The following are 6 of the photographs (converted to grey scale) from 400nm to 650nm. The 350nm and 690nm photographs are excluded since they received so little energy and were essentially black + noise. The lens was set to manual focus because the method by which the filters were attached to the lens could fall out during the automatic focus action. The ISO on the camera was set to a relatively high 1600, an average aperture of 5.6 and exposure times limited to 2 seconds although in reality the exposure times were mostly under 1/2 second. Since the histogram of each image tended to occupy a limited portion of the available dynamic range, the images have also been level adjusted to spread the histogram over the entire grey scale range.


450nm (blue)

500nm (green)

550nm (yellow)


650nm (red)

Vertical "painted" lines are visible in the yellow range while totally absent towards the red end of the spectrum. Enhancing these lines may be achieved by treating the 650nm image as a background/ambient image and subtracting it from the 500nm or 550nm images. The the result of this is shown below. The 11 or 12 vertical lines revealed were not readily observed by other techniques.

Example 2

The following is the RGB image from the camera for this second example. Note this was taken at a different time and position and as such the region of interest in the filtered images is larger and to the right of this RGB photograph.

As in example 1, the following are 6 of the filtered photographs (converted to grey scale) from 400nm to 650nm and histogram equalised.


450nm (blue)

500nm (green)

550nm (yellow)


650nm (red)

The composite image below is the 500nm band with the 600nm band subtracted.

A composite image of the 500nm band subtracted from the 600nm band.

False colour image of the difference between the 400nm image and the product of the 550nm image and 500nm image.

The approach would seem to show promise. While the examples presented are not exciting demonstrations of revealed rock art (due to the nature of the site for this first test), they do show that hitherto hidden or hard to see features can be made visible.

Future work

  • The 50nm sampling across the wavelength range should be reduced to 25nm steps, the filters are available in 10nm increments. This would give further scope for isolating any strong reflectance peaks, at the moment each filter is widely separated from its neighbours so there is significant missing wavelength data.

    Too separated filter bands.

  • An automated and faster means is required for swapping filters. This would reduce the risk of bumping the camera or accidentally adjusting the lens focus inherent in the current manual approach. The time frame to acquire the filters for this exercise precluded the design of an more efficient filter system.

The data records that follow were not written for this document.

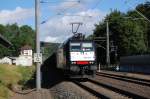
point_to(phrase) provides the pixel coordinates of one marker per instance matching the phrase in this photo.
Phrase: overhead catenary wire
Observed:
(141, 14)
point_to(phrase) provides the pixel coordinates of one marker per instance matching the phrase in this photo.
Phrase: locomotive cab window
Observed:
(75, 46)
(87, 46)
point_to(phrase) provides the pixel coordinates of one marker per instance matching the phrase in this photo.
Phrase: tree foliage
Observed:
(129, 32)
(18, 36)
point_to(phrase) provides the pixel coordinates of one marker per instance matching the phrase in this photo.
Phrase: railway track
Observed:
(99, 90)
(132, 88)
(143, 82)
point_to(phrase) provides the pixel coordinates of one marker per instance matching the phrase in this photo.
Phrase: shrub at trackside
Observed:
(11, 76)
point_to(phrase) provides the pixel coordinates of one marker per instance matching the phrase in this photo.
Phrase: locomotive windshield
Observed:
(75, 46)
(87, 46)
(84, 46)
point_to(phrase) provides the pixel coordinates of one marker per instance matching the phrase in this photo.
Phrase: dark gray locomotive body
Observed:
(77, 58)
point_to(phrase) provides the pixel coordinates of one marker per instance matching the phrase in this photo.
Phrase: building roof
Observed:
(26, 47)
(4, 42)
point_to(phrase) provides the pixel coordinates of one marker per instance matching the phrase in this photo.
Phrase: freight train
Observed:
(76, 57)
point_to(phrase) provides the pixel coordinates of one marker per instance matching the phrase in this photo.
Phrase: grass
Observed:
(11, 75)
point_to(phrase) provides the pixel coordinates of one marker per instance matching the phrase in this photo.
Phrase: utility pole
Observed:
(37, 27)
(107, 45)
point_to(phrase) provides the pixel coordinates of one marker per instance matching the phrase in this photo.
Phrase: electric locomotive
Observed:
(77, 57)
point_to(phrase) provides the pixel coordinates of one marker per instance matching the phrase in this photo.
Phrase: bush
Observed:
(8, 75)
(11, 76)
(4, 92)
(26, 74)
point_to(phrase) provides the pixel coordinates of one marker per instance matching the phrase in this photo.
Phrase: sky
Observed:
(56, 15)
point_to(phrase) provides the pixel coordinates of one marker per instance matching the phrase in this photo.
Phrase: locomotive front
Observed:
(82, 57)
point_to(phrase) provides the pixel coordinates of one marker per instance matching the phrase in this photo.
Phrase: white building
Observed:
(25, 57)
(6, 60)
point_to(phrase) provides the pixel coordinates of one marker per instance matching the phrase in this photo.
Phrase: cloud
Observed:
(18, 15)
(59, 29)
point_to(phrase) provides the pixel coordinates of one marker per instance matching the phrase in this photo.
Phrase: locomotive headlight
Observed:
(91, 62)
(73, 62)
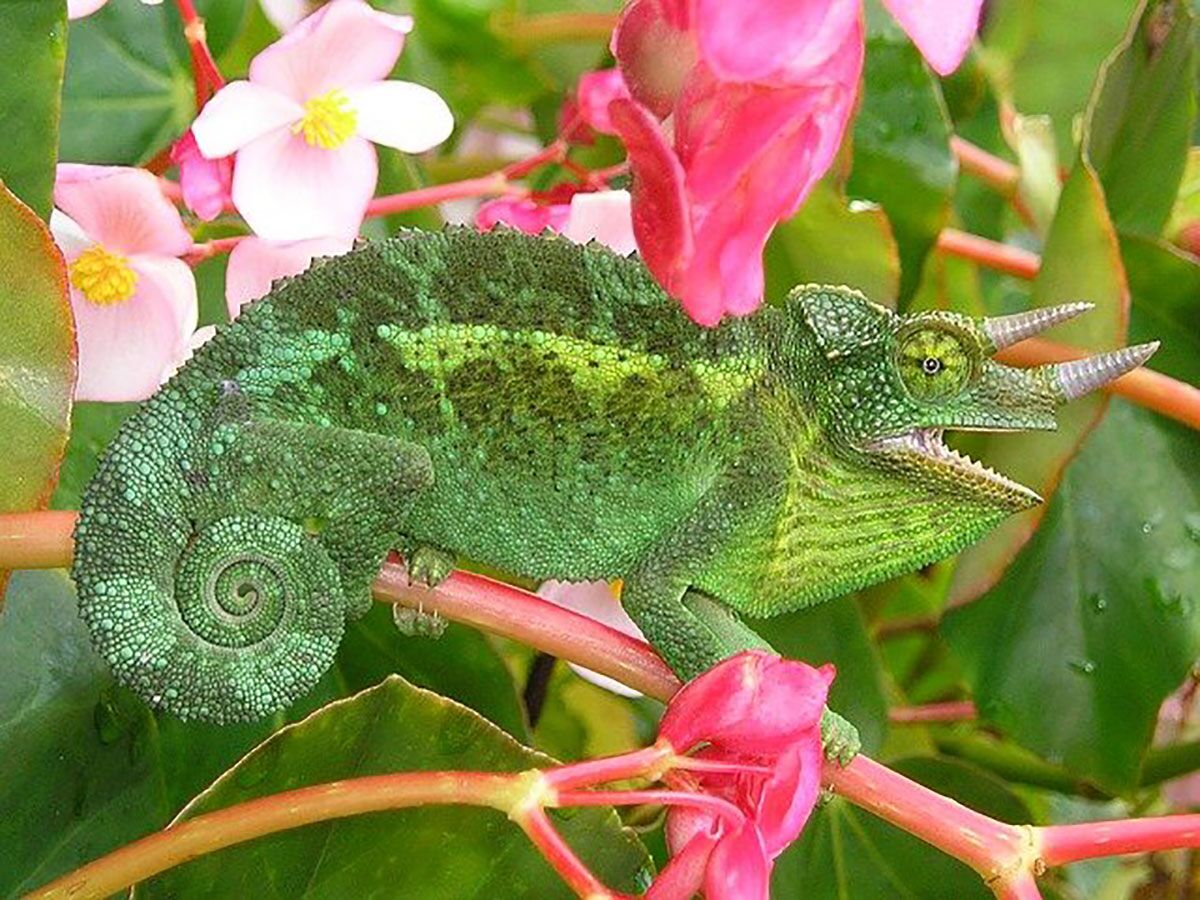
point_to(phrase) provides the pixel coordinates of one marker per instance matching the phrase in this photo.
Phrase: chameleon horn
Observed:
(1083, 376)
(1006, 330)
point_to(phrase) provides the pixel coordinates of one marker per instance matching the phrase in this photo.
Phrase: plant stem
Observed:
(1144, 387)
(207, 76)
(1069, 844)
(949, 712)
(527, 33)
(245, 821)
(989, 253)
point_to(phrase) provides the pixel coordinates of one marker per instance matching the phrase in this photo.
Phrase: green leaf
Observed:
(127, 91)
(903, 156)
(846, 852)
(427, 852)
(37, 366)
(833, 243)
(33, 46)
(1095, 623)
(1081, 261)
(835, 633)
(1138, 126)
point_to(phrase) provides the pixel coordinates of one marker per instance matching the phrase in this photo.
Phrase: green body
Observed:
(531, 405)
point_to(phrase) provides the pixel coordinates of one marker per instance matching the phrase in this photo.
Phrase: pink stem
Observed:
(1069, 844)
(559, 855)
(949, 712)
(715, 805)
(639, 763)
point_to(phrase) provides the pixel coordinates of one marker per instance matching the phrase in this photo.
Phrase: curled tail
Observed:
(216, 564)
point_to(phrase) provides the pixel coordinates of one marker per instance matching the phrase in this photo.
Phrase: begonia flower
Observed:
(204, 183)
(603, 216)
(736, 112)
(78, 9)
(597, 600)
(255, 263)
(762, 714)
(133, 299)
(301, 126)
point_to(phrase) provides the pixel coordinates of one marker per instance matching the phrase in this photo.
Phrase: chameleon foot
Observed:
(839, 738)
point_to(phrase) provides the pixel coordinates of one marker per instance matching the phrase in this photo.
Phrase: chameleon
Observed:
(544, 408)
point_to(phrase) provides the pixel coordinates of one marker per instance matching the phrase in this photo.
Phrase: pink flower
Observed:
(255, 263)
(603, 216)
(133, 299)
(301, 126)
(759, 97)
(204, 183)
(761, 714)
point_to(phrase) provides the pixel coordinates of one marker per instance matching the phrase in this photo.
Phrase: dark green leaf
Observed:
(901, 150)
(33, 46)
(429, 852)
(1138, 126)
(1095, 623)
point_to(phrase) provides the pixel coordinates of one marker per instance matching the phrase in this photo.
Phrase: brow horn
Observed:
(1083, 376)
(1006, 330)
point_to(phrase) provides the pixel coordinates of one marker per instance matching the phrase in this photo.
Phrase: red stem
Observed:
(1069, 844)
(948, 712)
(993, 255)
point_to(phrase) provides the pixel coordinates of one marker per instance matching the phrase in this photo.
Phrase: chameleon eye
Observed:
(934, 364)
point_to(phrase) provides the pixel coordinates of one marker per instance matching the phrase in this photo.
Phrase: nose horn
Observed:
(1006, 330)
(1084, 376)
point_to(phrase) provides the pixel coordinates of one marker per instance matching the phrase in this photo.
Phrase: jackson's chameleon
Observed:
(545, 408)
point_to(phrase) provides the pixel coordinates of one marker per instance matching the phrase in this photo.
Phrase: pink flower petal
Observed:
(941, 29)
(125, 347)
(255, 263)
(604, 216)
(287, 190)
(661, 219)
(780, 42)
(204, 183)
(240, 113)
(401, 114)
(78, 9)
(343, 43)
(595, 91)
(522, 214)
(655, 53)
(595, 600)
(738, 867)
(121, 208)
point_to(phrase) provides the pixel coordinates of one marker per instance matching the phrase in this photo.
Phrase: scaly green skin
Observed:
(535, 406)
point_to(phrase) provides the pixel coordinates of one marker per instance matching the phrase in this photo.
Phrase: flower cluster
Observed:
(736, 112)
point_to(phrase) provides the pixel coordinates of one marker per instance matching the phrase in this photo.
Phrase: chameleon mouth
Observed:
(928, 444)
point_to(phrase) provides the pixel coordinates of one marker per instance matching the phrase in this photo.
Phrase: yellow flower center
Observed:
(103, 277)
(329, 120)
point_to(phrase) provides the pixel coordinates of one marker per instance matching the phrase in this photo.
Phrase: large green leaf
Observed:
(1081, 261)
(1095, 623)
(33, 46)
(85, 767)
(845, 852)
(427, 852)
(36, 358)
(903, 156)
(1138, 126)
(833, 243)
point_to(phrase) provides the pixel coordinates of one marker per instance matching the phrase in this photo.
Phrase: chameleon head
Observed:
(895, 383)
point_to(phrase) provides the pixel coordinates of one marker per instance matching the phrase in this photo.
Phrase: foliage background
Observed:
(1068, 646)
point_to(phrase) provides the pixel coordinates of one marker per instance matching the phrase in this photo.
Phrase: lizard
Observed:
(545, 408)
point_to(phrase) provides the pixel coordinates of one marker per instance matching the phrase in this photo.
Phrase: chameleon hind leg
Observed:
(291, 525)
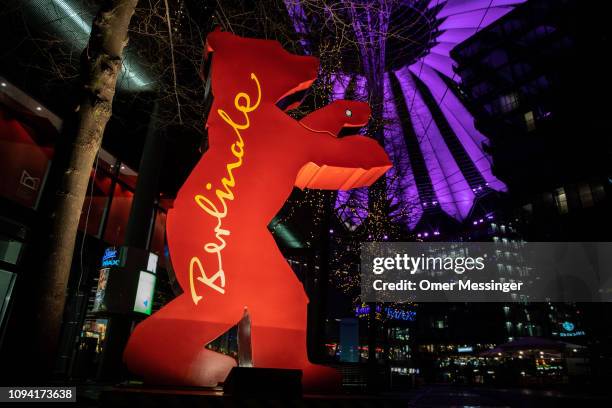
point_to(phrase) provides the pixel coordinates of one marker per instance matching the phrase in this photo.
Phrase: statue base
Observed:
(256, 381)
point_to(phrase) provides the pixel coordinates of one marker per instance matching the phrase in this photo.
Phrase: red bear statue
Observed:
(222, 252)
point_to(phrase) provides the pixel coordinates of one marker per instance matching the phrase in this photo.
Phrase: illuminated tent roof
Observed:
(438, 155)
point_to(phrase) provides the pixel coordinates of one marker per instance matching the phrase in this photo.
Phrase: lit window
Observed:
(529, 121)
(586, 197)
(561, 200)
(508, 103)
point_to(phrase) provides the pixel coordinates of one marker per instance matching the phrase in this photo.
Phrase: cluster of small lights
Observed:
(427, 234)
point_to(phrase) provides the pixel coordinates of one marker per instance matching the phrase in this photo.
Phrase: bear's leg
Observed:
(279, 342)
(169, 347)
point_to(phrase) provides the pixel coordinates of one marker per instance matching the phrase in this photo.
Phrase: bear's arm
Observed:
(341, 163)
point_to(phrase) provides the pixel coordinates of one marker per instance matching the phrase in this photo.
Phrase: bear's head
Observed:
(279, 72)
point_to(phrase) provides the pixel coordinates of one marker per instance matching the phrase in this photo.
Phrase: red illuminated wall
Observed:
(221, 250)
(22, 160)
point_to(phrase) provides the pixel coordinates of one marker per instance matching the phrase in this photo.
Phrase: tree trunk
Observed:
(101, 65)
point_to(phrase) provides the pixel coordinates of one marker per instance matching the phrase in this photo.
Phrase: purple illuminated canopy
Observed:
(442, 130)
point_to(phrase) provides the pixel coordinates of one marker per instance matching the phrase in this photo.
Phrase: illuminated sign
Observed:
(110, 257)
(144, 293)
(568, 326)
(101, 290)
(222, 253)
(569, 330)
(389, 313)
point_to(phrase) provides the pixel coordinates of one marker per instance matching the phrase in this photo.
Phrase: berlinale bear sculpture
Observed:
(222, 252)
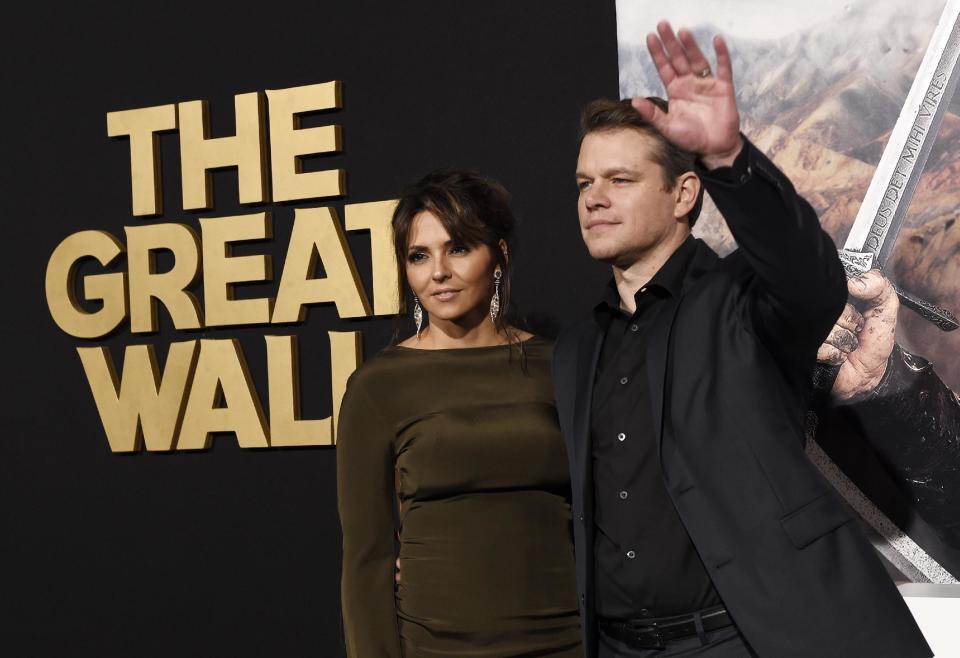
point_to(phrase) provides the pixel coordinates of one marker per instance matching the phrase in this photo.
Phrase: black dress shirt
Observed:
(646, 564)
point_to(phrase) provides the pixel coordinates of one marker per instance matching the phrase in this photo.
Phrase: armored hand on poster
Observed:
(855, 103)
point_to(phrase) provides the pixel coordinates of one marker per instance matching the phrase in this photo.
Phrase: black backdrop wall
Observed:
(231, 552)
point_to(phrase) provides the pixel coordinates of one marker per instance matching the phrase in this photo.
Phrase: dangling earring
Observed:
(417, 315)
(495, 301)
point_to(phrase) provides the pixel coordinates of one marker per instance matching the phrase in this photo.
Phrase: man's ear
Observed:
(686, 191)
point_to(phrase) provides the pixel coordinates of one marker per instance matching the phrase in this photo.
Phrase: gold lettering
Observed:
(142, 407)
(60, 282)
(147, 286)
(317, 232)
(288, 142)
(376, 217)
(199, 153)
(221, 270)
(221, 375)
(143, 126)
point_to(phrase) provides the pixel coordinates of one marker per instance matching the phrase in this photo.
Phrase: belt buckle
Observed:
(653, 630)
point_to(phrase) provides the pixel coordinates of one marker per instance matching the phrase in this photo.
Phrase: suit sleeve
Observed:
(800, 284)
(365, 500)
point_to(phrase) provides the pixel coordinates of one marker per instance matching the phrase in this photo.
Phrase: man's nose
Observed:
(596, 197)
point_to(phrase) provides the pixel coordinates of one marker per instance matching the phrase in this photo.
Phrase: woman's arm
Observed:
(366, 499)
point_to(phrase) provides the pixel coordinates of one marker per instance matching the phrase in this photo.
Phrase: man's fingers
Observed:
(872, 287)
(724, 66)
(850, 319)
(843, 339)
(698, 61)
(664, 68)
(830, 354)
(678, 58)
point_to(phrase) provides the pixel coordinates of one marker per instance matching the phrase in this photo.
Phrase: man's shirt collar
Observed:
(667, 282)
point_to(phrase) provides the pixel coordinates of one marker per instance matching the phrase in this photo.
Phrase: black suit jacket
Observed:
(729, 363)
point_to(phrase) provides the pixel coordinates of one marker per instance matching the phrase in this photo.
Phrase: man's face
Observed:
(625, 209)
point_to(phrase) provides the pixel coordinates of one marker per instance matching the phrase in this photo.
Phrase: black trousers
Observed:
(721, 643)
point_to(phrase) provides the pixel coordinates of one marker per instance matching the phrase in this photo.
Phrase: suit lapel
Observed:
(658, 345)
(588, 355)
(657, 356)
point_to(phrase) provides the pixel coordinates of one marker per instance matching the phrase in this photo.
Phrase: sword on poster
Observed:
(870, 244)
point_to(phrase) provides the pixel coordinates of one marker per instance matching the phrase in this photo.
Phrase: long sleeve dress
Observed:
(457, 453)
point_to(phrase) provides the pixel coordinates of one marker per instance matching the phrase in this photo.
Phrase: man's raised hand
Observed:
(702, 117)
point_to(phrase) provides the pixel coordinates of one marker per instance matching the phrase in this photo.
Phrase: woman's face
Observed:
(453, 282)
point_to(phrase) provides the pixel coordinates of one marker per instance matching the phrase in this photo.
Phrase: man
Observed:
(894, 402)
(700, 526)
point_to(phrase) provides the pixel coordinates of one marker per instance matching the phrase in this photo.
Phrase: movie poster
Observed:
(820, 85)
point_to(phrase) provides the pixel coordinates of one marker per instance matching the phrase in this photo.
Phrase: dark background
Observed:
(231, 552)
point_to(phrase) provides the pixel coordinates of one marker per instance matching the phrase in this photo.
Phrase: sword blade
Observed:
(894, 182)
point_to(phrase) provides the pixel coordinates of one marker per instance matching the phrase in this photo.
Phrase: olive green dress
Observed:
(466, 442)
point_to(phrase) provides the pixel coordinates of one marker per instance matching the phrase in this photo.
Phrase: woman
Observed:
(454, 433)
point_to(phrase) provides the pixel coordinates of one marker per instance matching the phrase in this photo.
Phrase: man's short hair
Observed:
(606, 114)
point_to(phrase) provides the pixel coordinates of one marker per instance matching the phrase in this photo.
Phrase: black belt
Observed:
(655, 633)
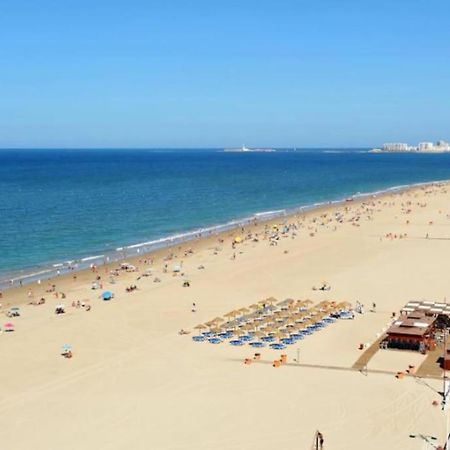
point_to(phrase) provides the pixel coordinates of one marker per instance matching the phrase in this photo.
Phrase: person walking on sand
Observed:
(319, 443)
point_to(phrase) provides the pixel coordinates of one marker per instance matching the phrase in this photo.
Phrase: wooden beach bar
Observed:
(414, 331)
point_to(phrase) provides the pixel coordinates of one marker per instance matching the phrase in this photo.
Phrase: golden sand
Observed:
(135, 383)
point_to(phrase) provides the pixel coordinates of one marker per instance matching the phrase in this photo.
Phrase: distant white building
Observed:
(424, 147)
(396, 147)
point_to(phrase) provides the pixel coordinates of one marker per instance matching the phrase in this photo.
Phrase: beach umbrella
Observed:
(280, 335)
(200, 327)
(107, 295)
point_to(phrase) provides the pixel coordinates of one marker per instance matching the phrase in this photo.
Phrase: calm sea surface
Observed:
(57, 205)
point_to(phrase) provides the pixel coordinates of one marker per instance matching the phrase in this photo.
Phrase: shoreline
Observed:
(133, 365)
(60, 270)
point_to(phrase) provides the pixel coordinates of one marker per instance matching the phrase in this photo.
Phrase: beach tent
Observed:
(107, 295)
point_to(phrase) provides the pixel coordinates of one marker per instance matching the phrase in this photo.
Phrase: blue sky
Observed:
(212, 73)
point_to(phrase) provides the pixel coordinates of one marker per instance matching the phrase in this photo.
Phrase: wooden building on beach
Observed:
(414, 331)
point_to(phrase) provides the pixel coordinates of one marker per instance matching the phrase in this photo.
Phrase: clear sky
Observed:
(210, 73)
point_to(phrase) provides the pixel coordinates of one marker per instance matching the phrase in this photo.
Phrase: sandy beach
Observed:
(135, 382)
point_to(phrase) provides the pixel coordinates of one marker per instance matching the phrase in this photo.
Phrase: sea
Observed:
(64, 209)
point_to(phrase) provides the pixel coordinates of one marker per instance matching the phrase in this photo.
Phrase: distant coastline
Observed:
(423, 147)
(245, 149)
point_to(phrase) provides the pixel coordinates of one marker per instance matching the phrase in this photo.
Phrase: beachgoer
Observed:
(320, 440)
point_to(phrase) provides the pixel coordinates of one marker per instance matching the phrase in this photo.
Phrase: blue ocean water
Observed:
(57, 205)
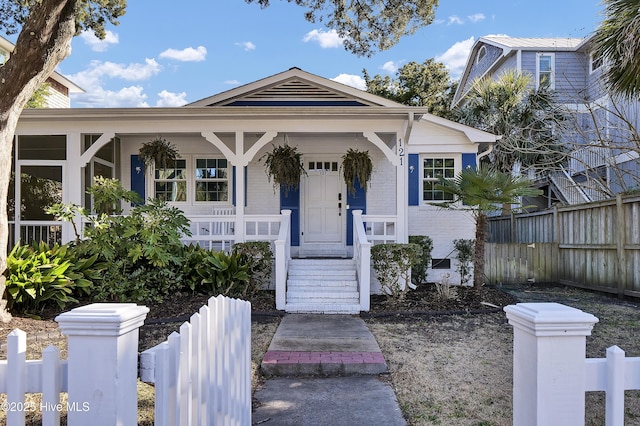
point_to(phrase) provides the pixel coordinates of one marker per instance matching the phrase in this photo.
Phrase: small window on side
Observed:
(481, 54)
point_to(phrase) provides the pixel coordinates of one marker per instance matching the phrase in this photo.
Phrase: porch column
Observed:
(241, 163)
(72, 182)
(401, 193)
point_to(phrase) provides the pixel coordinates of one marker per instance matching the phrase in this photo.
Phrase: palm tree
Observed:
(480, 192)
(527, 119)
(617, 40)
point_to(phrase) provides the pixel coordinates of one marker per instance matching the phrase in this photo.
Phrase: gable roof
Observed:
(294, 87)
(528, 43)
(510, 46)
(7, 46)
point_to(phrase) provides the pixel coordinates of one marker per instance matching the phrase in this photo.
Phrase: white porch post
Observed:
(401, 193)
(103, 362)
(72, 182)
(549, 347)
(240, 186)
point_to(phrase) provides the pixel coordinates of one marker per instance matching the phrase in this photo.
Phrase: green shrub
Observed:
(257, 255)
(391, 263)
(142, 252)
(39, 274)
(465, 250)
(420, 267)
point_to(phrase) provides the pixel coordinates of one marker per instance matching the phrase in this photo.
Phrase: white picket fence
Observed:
(551, 373)
(201, 376)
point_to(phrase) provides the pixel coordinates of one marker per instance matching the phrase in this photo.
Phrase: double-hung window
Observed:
(545, 69)
(433, 169)
(170, 181)
(212, 179)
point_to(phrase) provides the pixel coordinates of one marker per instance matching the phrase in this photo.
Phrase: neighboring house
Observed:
(221, 185)
(61, 87)
(600, 165)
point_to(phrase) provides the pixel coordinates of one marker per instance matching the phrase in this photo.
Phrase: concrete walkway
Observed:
(324, 371)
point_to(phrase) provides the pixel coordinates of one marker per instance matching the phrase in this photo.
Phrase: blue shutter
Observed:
(291, 201)
(414, 179)
(137, 177)
(356, 201)
(468, 161)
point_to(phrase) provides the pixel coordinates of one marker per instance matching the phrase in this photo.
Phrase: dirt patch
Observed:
(450, 359)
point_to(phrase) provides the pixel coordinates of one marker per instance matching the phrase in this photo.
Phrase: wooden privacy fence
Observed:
(201, 376)
(595, 245)
(551, 373)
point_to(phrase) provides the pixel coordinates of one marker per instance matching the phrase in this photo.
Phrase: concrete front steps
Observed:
(327, 286)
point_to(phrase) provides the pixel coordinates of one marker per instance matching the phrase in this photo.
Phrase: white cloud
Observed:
(96, 44)
(127, 97)
(186, 55)
(328, 39)
(351, 80)
(477, 17)
(390, 67)
(455, 58)
(93, 80)
(453, 19)
(170, 99)
(247, 45)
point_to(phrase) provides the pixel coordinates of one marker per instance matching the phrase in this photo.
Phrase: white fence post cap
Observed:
(102, 319)
(550, 319)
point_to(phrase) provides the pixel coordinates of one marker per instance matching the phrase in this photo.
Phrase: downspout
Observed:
(410, 119)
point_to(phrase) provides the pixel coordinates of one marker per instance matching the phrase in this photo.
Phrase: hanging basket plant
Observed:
(160, 152)
(356, 165)
(284, 166)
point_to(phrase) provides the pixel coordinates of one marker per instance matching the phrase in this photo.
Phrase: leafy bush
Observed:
(420, 267)
(142, 252)
(257, 255)
(391, 263)
(39, 274)
(465, 250)
(222, 273)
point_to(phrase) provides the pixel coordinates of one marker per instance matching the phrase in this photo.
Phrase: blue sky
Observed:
(168, 53)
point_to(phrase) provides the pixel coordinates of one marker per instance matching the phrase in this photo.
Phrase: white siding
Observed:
(57, 100)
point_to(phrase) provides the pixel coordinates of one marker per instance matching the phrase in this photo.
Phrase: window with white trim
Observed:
(545, 65)
(432, 170)
(170, 183)
(212, 179)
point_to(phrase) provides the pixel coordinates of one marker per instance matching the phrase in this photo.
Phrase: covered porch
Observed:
(240, 203)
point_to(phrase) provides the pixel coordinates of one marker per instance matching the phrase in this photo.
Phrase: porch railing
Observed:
(283, 254)
(362, 258)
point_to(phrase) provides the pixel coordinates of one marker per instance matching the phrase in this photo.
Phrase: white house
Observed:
(221, 185)
(60, 86)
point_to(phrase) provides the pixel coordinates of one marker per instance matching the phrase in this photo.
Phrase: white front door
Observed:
(323, 209)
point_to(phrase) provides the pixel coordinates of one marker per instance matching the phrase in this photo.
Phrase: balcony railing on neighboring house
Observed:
(588, 158)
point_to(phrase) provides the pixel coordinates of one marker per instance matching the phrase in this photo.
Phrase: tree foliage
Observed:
(367, 26)
(482, 191)
(528, 121)
(617, 40)
(427, 84)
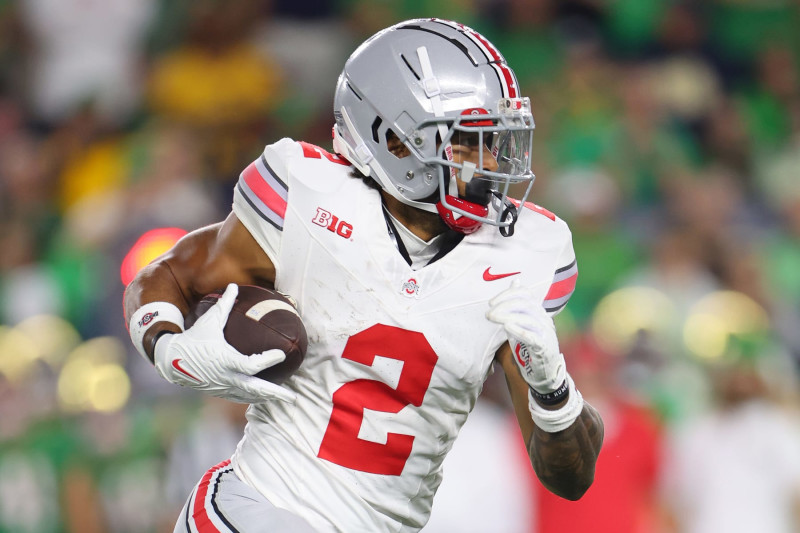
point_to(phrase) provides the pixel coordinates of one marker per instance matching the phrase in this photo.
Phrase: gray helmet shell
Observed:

  • The filters at the extreme ends of the visible range (350nm and 690nm) yielded no image. This was perhaps partly due to the wavelength response of the camera CCD being reduced at those extremes and also because none of the test samples were able to be captured in bright sun light. It should also be noted that at the low wavelength range the filters peak transmittance is only 25% and for the rest of the wavelengths between 50% and 75% transmittance. If the final filter management system placed constraints on the number of filters then the range from 400 to 650 is likely to be optimal.